Anyway, what is PRG? It’s not really a grammar at all, either of French or the ancient languages. It could be called a sketch of a comparative grammar, or an overview of the concepts needed to study grammar. So it starts with sounds, then discusses nouns, pronouns, adjectives, cases, verbs, etc.  It never gives enough information to fully cover any topic or tell you in detail how a language handles it, but it does define all grammatical terms, gives examples, and opines on what the functions of each thing are.

Chomsky felt that his notion of “universal grammar” was prefigured here, but I’d say PRG starts from the pretty obvious fact that a similar grammatical analysis can be used for the major languages of Europe. PRG never really runs into a fact about modern French that can’t be described using the terms of classical grammar.  So, for instance, they are perfectly aware that French nouns don’t have case, but they find it useful to relate subjects to the Latin nominative, PPs with de to the genitive, and PPs with à to the dative.

The languages covered are very few: of ancient languages, Latin, Greek, and Hebrew; of modern, French, Italian, and Spanish. There are a couple of references to German; none at all to English, and nothing on languages the authors surely were aware of: Basque, Bréton, Dutch, Portuguese, Arabic.

Chomsky went so far as to assert that PRG prefigured his “surface and deep structures”. This is completely absurd; PRG talks about things like subjects and predicates and propositions, but this was bog-standard thinking about language since ancient times. They come a little closer in this passage on adjectives:

When I say Invisible God has created the visible world, three judgements occur in my mind, contained in this proposition. Because I judge first that God is invisible. 2. That he has created the world. 3. That the world is visible. And of these three propositions, the second is the principal one, and the core of the proposition; the first and the third are incidental to it.

The idea that the adjective invisible applied to God represents a proposition God is invisible reoccurs in generative grammar. On the other hand, it is not part of a transformational view of language, nor it is part of a systematic treatment of semantics. It’s really a pretty basic observation about adjectives… if you want to say what an adjective is, you’re almost bound to observe that it says what something is like. It doesn’t mean that you’ve invented deep structure, or phrase structure rules.

There are some interesting bits where the authors try to relate meanings to other meanings. E.g. they say at one point that Petrus vivit ‘Peter lives’ is equivalent to Petrus vivens est ‘Peter is living’, or that Pudet me ‘I am ashamed’ is equivalent to Pudor est tenens mihi ‘Shame is had by me’. You could generously relate this to generative semantics, except backwards: GS tends to make verbs primitive, while PRG tries to restate verbs in terms of adjectives or nouns.

But we really have to avoid overinterpreting texts in terms of current theories. PRG is, by modern standards, hobbled by a lack of semantic terms and frames of reference. The authors didn’t have predicate calculus to think about, or Minsky’s idea of frames, or Fillmore’s idea of semantic roles, or Rosch’s prototypes or fuzzy categories, or Lakoff’s ideas on categories and metaphors.

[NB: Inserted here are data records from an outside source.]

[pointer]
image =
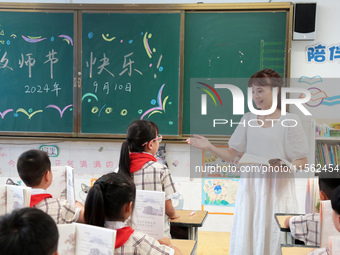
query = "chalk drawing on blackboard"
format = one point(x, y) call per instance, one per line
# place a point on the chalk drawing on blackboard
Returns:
point(160, 107)
point(105, 37)
point(320, 97)
point(128, 65)
point(272, 55)
point(124, 112)
point(67, 39)
point(312, 80)
point(30, 112)
point(95, 109)
point(57, 108)
point(146, 44)
point(5, 112)
point(32, 39)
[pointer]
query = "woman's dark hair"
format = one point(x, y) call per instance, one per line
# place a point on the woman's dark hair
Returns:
point(107, 197)
point(138, 133)
point(267, 77)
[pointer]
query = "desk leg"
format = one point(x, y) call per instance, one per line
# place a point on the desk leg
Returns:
point(191, 233)
point(195, 234)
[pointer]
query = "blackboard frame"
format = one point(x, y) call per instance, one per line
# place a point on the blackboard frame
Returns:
point(77, 9)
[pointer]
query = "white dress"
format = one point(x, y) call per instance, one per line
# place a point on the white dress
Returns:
point(254, 230)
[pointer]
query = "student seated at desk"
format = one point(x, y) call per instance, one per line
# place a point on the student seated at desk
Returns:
point(34, 168)
point(306, 227)
point(28, 231)
point(137, 161)
point(336, 220)
point(109, 203)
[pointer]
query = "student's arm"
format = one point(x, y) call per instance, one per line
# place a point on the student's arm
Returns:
point(166, 241)
point(170, 210)
point(286, 223)
point(226, 154)
point(81, 218)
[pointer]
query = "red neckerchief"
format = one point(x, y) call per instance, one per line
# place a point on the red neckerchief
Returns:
point(137, 160)
point(38, 198)
point(123, 234)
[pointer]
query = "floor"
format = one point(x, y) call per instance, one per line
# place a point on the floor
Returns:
point(219, 241)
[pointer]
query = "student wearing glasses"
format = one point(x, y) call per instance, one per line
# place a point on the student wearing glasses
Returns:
point(137, 160)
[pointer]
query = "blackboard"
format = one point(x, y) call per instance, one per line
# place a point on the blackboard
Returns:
point(227, 45)
point(90, 70)
point(36, 72)
point(130, 64)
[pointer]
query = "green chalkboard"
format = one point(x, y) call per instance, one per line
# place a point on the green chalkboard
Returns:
point(36, 72)
point(227, 45)
point(130, 64)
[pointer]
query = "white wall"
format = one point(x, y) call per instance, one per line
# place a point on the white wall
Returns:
point(328, 23)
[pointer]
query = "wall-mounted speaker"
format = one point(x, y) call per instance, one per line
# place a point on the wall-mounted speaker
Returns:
point(304, 21)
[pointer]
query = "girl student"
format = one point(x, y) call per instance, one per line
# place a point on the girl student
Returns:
point(254, 230)
point(137, 160)
point(109, 203)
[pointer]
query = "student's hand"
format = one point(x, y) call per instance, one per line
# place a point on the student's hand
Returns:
point(200, 142)
point(166, 241)
point(175, 216)
point(81, 218)
point(286, 223)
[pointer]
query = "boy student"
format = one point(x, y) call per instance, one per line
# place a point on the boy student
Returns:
point(28, 231)
point(34, 168)
point(306, 227)
point(336, 220)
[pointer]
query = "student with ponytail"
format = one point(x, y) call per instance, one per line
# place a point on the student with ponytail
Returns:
point(109, 203)
point(137, 160)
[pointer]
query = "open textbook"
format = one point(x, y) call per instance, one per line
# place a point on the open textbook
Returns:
point(253, 159)
point(327, 228)
point(62, 185)
point(14, 197)
point(149, 212)
point(83, 239)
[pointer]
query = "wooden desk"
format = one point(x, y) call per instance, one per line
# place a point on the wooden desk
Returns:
point(280, 219)
point(187, 247)
point(191, 222)
point(297, 249)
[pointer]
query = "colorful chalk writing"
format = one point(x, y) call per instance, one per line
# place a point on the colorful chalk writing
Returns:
point(130, 71)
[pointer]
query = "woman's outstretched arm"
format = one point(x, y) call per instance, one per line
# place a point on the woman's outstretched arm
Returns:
point(226, 154)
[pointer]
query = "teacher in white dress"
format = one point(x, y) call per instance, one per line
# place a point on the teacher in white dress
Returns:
point(259, 196)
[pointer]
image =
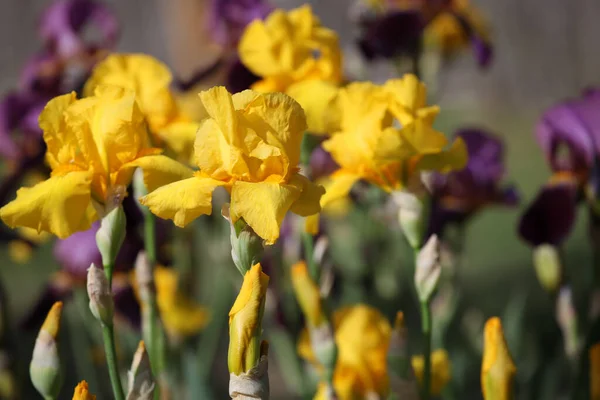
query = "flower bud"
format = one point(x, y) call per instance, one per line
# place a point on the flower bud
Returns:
point(548, 267)
point(497, 368)
point(595, 372)
point(566, 315)
point(245, 322)
point(428, 269)
point(308, 295)
point(45, 368)
point(139, 378)
point(411, 216)
point(111, 235)
point(101, 300)
point(82, 392)
point(246, 246)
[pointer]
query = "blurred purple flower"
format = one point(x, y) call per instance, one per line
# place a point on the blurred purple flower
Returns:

They’re doing the best they can with the concepts they have. On verbs, for instance, they reject the old idea that verbs represent actions or passions, pointing out (quite rightly) that there are stative verbs which are neither. They propose that the essence of a verb is that it affirms something— that is, it asserts a proposition about something. The prototypical affirmation is the word est “is”, which is why they restate Petrus vivit as Petrus vivens est. Essentially they’re reducing sentences with verbs to things they have already discussed: objects and attributes.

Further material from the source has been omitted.